KENYA – Kenya has ushered in a new approval regime for mergers and acquisitions after the country enacted the Competition (General) rules 2019 which will ensure the process is faster despite feared to be costly.

The domestication of the new Common Market for Eastern and Southern Africa (COMESA) rules will eliminate double notifications.

Companies based in Kenya with at least two-thirds of their combined turnover or assets generated or located in the country will only need approval from the Competition Authority of Kenya (CAK) to merge.

Merger transactions that meet the Comesa notification threshold should make a filing only to the Comesa Competition Commission (CCC) and not the CAK.

The competition authority said the new regulations address dual notification to CAK and CCC, thus eliminating red tape and bureaucracy.

Companies with a minimum combined turnover or assets of US$10 million that want to merge must notify the authority, while those with assets of below US$5 million do not need approval.

The regulations stipulate that where at least two-thirds of the merging companies’ combined turnover or assets are generated or located outside Kenya, the companies will only require the CCC approval.

According to Kenyan Digest, under the previous rules companies pursuing mergers in Kenya were subjected to an expensive and rigorous approval process by both the CAK and CCC, often causing delays in transactions and leading to collapse.

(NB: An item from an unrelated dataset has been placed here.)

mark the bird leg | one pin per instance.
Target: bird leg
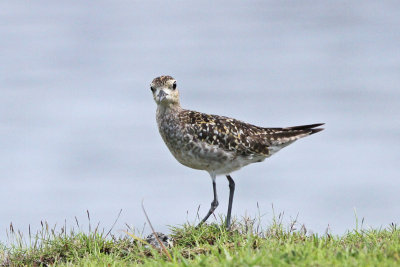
(214, 203)
(231, 192)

In the new rules, Kenya has also doubled the merger filing fees to US$40,000 for companies with turnover and assets in excess of US$500 million, US$20,000 for companies with a turnover of between US$100 million and US$500 million, and US$10,000 for those with a turnover of between US$10 million and US$100 million. Those below US$10 million will not pay any fees.

Kenya adopted the regulations from Rule 4 of Comesa Rules on the Determination Merger Notification Thresholds and Method of Calculation adopted in 2019.

The new rules came into effect on December 6, 2019, and Kenya is the first of the 21 Comesa member states to domesticate them.

“This is good for business as it creates certainty with regard to the notifiability of mergers involving two or more member states and clearly may encourage more mergers and acquisitions (M&A) to be implemented due the elimination of over-regulation,” Willard Mwemba, Comesa Competition Commission head of M&A told The EastAfrican.

Last month, a proposed transaction between regional lender Equity Group Holding and Atlas Mara Ltd collapsed after the parties failed to sign detailed transaction agreements within the stipulated time, leading to the lapse of the binding term sheet.

CAK communications and external affairs manager Mugambi Mutegi said the rules are intended to raise investments in the country by exempting mergers that have a benign competition effect, like small and medium enterprises, from mandatory notification.

In the EAC, Uganda is the only country without a competition body.

Kenya has recently recorded high profile M&A deals — KCB Bank acquisition of National Bank, French company Rubis Plc acquisition of KenolKobil, impending Telkom and Airtel merger, and the NIC Bank and CBA Bank tie-up.